Jeff Bezos, o oligarca que ganhou um lugar de destaque na posse de Donald Trump, promoveu uma das maiores demissões da história do mítico jornal The Washington Post.
Nesta quarta-feira, a empresa anunciou o corte de centenas de postos de trabalho, atingindo cerca de 30% de todos os funcionários do jornal de mais de 150 anos.
Um caso, porém, foi considerado como emblemático. Depois de dias cobrindo a guerra na Ucrânia e percorrendo locais sem aquecimento ou luz, a jornalista Lizzie Johnson ficou sabendo que havia sido demitida, ainda sob as bombas russas.
“Acabei de ser demitida do The Washington Post no meio de uma zona de guerra. Não tenho palavras. Estou devastada”, escreveu Johnson nas redes sociais. Há uma semana, ela havia relatado sobre as duras condições que enfrentou para fazer reportagens em Kiev.

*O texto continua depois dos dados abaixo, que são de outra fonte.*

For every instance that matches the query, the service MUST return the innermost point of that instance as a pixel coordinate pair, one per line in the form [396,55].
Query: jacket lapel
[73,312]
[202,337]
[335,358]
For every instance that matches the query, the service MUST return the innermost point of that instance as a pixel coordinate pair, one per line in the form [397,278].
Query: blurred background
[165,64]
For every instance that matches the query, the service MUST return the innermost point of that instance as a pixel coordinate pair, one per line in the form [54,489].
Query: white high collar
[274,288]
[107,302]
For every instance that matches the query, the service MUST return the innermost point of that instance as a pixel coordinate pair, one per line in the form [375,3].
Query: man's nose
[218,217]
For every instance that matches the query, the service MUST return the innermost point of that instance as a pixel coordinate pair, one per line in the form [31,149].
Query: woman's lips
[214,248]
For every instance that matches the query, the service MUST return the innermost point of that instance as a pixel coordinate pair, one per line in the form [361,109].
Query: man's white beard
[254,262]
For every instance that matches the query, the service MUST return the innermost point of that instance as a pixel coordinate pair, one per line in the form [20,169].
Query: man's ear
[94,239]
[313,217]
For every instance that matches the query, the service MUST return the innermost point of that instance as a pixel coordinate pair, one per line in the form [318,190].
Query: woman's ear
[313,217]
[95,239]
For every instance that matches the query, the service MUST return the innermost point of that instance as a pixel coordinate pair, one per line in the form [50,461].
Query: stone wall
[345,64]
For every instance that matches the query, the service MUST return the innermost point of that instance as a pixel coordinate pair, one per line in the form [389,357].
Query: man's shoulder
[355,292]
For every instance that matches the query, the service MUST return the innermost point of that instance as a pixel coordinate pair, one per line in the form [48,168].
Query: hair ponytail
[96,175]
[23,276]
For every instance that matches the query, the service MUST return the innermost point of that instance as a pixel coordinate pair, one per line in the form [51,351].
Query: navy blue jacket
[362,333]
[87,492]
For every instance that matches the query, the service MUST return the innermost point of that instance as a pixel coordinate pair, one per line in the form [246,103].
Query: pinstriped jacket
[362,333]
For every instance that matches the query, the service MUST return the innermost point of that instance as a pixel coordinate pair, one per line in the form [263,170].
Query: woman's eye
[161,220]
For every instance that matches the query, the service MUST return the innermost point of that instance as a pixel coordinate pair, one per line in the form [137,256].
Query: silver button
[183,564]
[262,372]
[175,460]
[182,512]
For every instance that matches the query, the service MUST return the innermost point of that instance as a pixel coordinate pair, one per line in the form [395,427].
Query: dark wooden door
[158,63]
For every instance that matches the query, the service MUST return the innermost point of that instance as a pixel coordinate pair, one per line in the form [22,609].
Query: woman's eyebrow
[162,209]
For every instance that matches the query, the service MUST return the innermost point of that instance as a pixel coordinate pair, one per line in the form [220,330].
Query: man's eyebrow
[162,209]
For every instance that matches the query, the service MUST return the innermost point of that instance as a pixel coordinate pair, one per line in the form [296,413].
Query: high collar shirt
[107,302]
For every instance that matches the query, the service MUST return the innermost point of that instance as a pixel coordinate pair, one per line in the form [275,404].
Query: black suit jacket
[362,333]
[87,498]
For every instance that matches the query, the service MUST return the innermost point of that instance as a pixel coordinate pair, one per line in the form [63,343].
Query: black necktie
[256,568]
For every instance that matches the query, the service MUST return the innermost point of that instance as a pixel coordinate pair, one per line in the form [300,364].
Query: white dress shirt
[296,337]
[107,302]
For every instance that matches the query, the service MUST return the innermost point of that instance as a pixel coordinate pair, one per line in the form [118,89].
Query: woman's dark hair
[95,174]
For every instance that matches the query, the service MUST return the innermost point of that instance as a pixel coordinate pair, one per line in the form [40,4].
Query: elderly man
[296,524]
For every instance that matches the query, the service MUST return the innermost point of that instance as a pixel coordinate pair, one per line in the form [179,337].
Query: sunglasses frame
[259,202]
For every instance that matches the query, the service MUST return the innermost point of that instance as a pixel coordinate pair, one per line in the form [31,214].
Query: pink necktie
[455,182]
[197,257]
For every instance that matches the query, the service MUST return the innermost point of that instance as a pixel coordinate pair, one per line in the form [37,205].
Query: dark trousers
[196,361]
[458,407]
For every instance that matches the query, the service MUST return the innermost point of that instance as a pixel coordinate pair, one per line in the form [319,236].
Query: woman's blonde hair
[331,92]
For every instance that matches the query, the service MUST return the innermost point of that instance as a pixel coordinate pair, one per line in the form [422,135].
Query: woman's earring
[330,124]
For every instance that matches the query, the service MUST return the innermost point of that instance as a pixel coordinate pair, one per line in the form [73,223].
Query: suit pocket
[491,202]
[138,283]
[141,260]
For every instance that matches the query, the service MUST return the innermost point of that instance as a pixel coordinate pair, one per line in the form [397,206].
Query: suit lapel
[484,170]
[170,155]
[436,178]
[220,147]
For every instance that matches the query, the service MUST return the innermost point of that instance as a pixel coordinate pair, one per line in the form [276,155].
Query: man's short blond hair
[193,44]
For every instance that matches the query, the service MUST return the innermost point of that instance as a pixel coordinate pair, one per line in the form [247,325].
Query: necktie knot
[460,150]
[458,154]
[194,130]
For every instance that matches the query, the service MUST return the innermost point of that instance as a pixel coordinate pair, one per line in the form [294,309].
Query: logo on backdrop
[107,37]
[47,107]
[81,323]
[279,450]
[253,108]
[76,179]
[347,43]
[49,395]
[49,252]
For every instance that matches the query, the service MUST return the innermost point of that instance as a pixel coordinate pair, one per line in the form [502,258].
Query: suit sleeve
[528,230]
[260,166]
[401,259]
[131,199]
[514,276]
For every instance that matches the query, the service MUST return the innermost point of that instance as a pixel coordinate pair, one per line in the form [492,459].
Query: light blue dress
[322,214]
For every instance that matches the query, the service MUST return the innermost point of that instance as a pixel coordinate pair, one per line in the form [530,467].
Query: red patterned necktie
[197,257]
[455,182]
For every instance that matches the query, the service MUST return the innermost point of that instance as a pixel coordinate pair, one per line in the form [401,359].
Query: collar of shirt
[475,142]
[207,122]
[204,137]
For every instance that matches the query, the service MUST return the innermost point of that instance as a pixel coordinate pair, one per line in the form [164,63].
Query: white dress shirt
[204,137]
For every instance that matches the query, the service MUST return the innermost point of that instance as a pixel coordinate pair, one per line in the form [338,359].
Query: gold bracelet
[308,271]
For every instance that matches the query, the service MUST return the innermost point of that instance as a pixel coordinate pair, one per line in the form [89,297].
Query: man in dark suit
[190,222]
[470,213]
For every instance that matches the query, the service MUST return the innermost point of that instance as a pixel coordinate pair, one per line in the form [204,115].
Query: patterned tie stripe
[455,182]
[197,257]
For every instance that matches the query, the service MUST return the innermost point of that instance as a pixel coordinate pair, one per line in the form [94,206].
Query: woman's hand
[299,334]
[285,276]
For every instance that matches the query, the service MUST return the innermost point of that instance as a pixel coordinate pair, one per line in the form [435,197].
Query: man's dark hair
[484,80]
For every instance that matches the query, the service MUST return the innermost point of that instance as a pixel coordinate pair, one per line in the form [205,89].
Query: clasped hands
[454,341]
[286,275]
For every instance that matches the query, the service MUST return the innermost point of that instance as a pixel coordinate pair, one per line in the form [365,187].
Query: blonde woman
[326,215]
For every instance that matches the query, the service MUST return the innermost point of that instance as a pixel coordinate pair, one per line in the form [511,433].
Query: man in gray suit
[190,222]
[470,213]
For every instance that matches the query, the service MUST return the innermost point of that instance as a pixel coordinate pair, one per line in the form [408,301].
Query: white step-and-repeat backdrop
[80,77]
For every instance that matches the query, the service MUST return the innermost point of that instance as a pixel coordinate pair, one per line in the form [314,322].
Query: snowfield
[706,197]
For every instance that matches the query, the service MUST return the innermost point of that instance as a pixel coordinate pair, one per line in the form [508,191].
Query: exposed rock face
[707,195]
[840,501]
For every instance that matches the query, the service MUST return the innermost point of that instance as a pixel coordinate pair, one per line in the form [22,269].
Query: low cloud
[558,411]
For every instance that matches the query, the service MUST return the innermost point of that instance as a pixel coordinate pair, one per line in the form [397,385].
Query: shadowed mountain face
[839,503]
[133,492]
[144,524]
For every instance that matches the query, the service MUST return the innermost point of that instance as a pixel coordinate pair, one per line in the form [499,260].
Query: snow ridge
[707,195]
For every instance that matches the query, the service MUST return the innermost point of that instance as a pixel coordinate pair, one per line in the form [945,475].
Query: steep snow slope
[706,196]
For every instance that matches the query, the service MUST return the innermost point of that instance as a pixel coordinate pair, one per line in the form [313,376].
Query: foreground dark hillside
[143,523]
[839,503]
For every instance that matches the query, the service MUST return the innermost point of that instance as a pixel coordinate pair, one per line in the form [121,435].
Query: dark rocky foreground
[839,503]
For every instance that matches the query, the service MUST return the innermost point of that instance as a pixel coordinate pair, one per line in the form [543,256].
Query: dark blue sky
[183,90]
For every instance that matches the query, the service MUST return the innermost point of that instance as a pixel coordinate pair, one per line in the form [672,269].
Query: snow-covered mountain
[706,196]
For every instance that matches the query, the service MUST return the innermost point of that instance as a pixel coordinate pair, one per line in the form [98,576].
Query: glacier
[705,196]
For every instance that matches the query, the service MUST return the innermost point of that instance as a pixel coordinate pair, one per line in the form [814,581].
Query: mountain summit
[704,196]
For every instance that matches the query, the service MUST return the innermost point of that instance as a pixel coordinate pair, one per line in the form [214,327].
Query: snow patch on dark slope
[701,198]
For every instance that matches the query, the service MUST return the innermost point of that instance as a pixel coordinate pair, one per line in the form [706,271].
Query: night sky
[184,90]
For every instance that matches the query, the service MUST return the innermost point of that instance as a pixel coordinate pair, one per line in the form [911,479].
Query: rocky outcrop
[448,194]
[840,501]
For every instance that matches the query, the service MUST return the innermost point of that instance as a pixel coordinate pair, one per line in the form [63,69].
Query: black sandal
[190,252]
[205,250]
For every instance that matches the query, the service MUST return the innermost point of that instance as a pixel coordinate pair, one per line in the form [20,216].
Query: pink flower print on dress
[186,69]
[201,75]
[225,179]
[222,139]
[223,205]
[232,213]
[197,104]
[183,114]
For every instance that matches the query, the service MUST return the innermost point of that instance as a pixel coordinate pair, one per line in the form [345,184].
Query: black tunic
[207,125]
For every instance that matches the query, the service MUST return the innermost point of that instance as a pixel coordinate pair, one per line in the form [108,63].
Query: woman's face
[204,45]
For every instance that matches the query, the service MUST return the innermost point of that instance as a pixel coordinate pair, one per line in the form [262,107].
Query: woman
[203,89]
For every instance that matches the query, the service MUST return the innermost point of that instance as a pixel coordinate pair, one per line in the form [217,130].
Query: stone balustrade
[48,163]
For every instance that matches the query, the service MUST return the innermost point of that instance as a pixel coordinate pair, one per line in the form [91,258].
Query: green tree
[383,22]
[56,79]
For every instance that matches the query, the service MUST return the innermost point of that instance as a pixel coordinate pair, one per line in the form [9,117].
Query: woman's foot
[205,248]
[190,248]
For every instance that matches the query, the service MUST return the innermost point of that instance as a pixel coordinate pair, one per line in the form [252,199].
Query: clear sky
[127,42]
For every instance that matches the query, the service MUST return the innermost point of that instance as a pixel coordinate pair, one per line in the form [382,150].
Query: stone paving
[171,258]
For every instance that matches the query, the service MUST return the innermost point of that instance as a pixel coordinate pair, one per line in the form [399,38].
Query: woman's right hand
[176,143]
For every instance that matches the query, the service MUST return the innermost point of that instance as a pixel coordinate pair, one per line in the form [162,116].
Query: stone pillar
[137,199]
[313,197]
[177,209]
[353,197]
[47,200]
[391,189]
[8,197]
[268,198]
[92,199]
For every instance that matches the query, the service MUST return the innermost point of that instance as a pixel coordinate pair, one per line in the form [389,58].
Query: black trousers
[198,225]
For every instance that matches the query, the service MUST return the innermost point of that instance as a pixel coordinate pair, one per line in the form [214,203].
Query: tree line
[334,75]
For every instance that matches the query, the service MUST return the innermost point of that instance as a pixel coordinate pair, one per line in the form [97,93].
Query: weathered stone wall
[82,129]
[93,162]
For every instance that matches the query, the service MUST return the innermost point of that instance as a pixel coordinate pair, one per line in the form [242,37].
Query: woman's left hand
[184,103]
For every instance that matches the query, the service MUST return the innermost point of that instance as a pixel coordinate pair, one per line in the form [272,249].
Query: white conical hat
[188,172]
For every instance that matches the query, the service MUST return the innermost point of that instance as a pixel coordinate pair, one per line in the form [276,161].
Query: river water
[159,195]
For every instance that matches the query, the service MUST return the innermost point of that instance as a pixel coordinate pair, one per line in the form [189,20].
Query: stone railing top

“Acordando sem energia elétrica, aquecimento ou água corrente. (De novo.)”, escreveu. “Mas o trabalho aqui em Kiev continua. Me aquecendo no carro, escrevendo a lápis — a tinta da caneta congela — com a luz da lanterna de cabeça. Apesar de quão difícil este trabalho possa ser, tenho orgulho de ser correspondente estrangeira do The Washington Post”, escreveu há poucas semanas.
Sua demissão é parte de um enxugamento sem precedentes na cobertura internacional do jornal.
Os cortes eliminaram o editor para a Ásia, os chefes de redação em Nova Déli, Sydney e Cairo, toda a equipe de reportagem do Oriente Médio e os correspondentes que cobriam a China, o Irã e a Turquia.
A chefe da redação da Ucrânia, Siobhan O’Grady, havia apelado diretamente ao proprietário Jeff Bezos nas redes sociais nas últimas semanas. “Jamais esqueceremos o seu apoio ao nosso trabalho essencial de documentar a guerra na Ucrânia, que ainda continua”, escreveu O’Grady. “Arriscamos nossas vidas pelas histórias que nossos leitores exigem. Por favor, acreditem em nós e #SalvemOPost.”
No site The Atlantic, uma reportagem foi explícita. “Estamos testemunhando um assassinato”, afirmou.
“Jeff Bezos, o bilionário dono do The Washington Post, e Will Lewis, o editor que ele nomeou no final de 2023, estão embarcando na mais recente etapa de seu plano para matar tudo o que torna o jornal especial”, disse. “O Post sobreviveu por quase 150 anos, evoluindo de um jornal familiar local para uma instituição nacional indispensável e um pilar do sistema democrático. Mas se Bezos e Lewis continuarem em seu caminho atual, ele pode não sobreviver por muito mais tempo”, alertou.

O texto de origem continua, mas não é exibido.